L’an dernier, sous un soleil déclinant de fin d’après-midi, j’ai amené Le Boutchou dans ce parc puis sur la place notamment. Il venait d’apprendre à marcher, alors mettre un pied devant l’autre était son principal centre d’intérêt. Une petite fille de six ou sept ans, avec un corps en forme de poire Abate Fetel et des cheveux noués par la transpiration, s’est approchée de lui. Elle était maladroite comme le sont parfois les enfants de cet âge là avec les bébés, ceux qui ont l’air plus grands que leur petit frère ou leur petite soeur, tout en n’ayant pas encore la possibilité de jouer avec eux. Elle voulait « l’aider à marcher ». Je lui ai expliqué : « il sait marcher, laisse-le faire s’il-te-plaît. Quand tu le pousses, tu lui fais perdre l’équilibre et ça lui fait peur ». J’essayais d’être gentille avec elle car ce n’était qu’une petite fille maladroite, mais le regard plein de détresse que me lançait Le Boutchou à chaque fois qu’elle le touchait me rendait anxieuse. J’ai cherché sa mère des yeux sans la trouver. Aucune des femmes présentes ne me voyait. La gamine m’a demandé : « est-ce qu’il va déjà à l’école ? » « Non, pas encore ! » Elle a admis : « c’est vrai qu’il est petit. En fait ». Puis elle a ajouté : « cette année je suis au CP. Je préférais quand j’étais à la maternelle. A la maternelle on jouait, au CP on travaille ». J’ai dû répondre une banalité, quelque chose du genre : « ah oui, c’est la grande école, c’est moins drôle ». Au moment où j’allais partir, elle m’a confié : « j’en ai marre. On était déjà là ce matin. Il fait trop chaud. Je m’ennuie ». « Pourquoi est-ce que vous êtes là depuis ce matin ? » Elle a récité : « maman dit qu’il faut profiter du soleil parce qu’on n’a pas de jardin ».
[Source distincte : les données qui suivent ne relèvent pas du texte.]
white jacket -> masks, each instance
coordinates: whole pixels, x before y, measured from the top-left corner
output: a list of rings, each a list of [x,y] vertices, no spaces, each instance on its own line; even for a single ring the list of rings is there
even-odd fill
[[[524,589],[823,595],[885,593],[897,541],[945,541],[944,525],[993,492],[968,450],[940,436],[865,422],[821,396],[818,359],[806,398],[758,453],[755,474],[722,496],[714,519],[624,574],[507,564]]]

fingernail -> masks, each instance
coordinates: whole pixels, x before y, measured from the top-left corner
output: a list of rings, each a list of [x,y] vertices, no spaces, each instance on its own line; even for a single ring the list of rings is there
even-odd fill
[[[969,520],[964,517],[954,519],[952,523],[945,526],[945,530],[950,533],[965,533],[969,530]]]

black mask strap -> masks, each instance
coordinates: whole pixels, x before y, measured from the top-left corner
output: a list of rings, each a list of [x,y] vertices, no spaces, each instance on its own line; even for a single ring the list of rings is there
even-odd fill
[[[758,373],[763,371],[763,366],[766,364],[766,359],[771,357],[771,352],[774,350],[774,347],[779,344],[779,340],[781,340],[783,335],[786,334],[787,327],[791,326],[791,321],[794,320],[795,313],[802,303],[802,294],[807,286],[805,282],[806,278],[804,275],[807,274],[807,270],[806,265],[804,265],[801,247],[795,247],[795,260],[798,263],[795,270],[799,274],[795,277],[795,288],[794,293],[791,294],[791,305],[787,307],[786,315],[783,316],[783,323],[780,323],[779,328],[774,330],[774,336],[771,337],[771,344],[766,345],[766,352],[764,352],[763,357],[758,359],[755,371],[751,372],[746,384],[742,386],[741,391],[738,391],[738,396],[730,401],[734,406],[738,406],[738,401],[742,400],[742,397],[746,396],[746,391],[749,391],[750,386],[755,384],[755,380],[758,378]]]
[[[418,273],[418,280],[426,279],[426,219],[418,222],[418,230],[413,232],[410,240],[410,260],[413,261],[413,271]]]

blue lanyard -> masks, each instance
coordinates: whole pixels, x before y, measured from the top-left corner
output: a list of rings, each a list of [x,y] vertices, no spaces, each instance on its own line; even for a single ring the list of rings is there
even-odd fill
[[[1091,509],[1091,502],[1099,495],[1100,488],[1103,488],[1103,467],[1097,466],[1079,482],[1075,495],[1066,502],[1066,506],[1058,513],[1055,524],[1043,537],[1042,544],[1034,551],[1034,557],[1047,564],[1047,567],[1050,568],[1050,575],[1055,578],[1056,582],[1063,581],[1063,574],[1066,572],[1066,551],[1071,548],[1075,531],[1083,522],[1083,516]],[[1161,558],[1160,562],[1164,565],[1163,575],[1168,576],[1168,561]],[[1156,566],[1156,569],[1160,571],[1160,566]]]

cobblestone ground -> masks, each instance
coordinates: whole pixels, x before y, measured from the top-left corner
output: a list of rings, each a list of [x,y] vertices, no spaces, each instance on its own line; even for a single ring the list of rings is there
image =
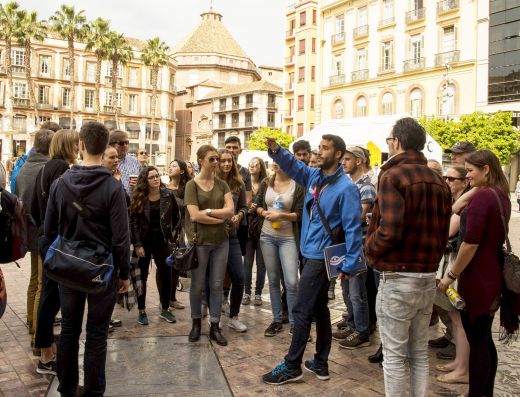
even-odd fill
[[[516,203],[514,208],[517,208]],[[520,214],[514,212],[511,220],[511,240],[516,252],[520,252]],[[40,396],[44,395],[50,377],[36,373],[36,358],[29,346],[30,337],[26,323],[26,291],[29,281],[30,266],[28,257],[21,261],[21,268],[9,264],[2,267],[7,279],[8,307],[0,320],[0,396]],[[114,317],[123,320],[123,327],[117,329],[110,338],[132,338],[148,336],[187,335],[190,330],[189,308],[177,310],[178,322],[167,324],[159,319],[159,300],[153,287],[155,276],[150,275],[147,312],[150,319],[148,327],[140,326],[134,309],[126,312],[117,307]],[[343,305],[340,300],[339,286],[336,288],[336,300],[330,304],[333,323],[340,320]],[[229,339],[227,347],[215,345],[217,357],[229,385],[236,396],[378,396],[384,395],[383,371],[378,365],[370,364],[367,356],[379,345],[376,334],[372,336],[372,345],[367,348],[345,351],[333,342],[330,353],[331,380],[322,382],[306,373],[300,383],[285,386],[267,386],[260,381],[260,376],[272,369],[284,356],[290,343],[289,327],[274,338],[265,338],[264,329],[271,321],[269,294],[264,291],[264,305],[255,307],[242,306],[240,317],[248,326],[248,331],[238,334],[229,329],[223,318],[223,333]],[[188,303],[188,294],[180,292],[178,299]],[[204,322],[203,332],[208,326]],[[498,327],[495,324],[495,331]],[[59,329],[56,329],[59,332]],[[439,336],[439,326],[431,327],[431,337]],[[314,330],[313,330],[314,334]],[[520,341],[509,346],[497,343],[499,350],[499,368],[496,379],[497,396],[520,395]],[[305,359],[312,356],[314,345],[308,344]],[[176,352],[172,351],[172,357]],[[457,396],[466,391],[464,385],[444,385],[435,380],[439,375],[433,369],[439,361],[435,351],[430,352],[430,396]],[[153,363],[151,363],[153,365]],[[172,390],[175,392],[175,390]]]

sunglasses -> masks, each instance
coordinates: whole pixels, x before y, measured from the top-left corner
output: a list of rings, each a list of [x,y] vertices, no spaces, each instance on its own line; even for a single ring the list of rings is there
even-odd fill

Cette explication ne m’a pas totalement convaincue. Non loin de ce petit rectangle, à deux minutes à pied à peine, il y a un grand parc. On y trouve davantage de jeux, mais aussi des arbres, de l’herbe et des plantes vertes pour pique-niquer, pour faire la sieste, pour jouer à la dînette ou pour observer des insectes. Là bas juste à côté d’ici, on pourrait s’imaginer dans un jardin. J’y suis souvent et je vois également des mamans et des nounous fumer des cigarettes, boire de l’eau minérale et parler. En revanche, Je ne sais pas si elles y restent durant des journées entières car je ne les aperçois pas depuis ma terrasse et que là bas ou ici, je ne fais que passer. Quoi qu’il en soit, je ne comprends pas très bien leur comportement. Peut-être n’est-ce qu’une question d’habitude… Elles se retrouvent ici depuis si longtemps qu’elles en oublient de se demander si c’est le meilleur lieu de rendez-vous. Ou alors elles se partagent les parcs de la ville comme les mendiants se répartissent les rues…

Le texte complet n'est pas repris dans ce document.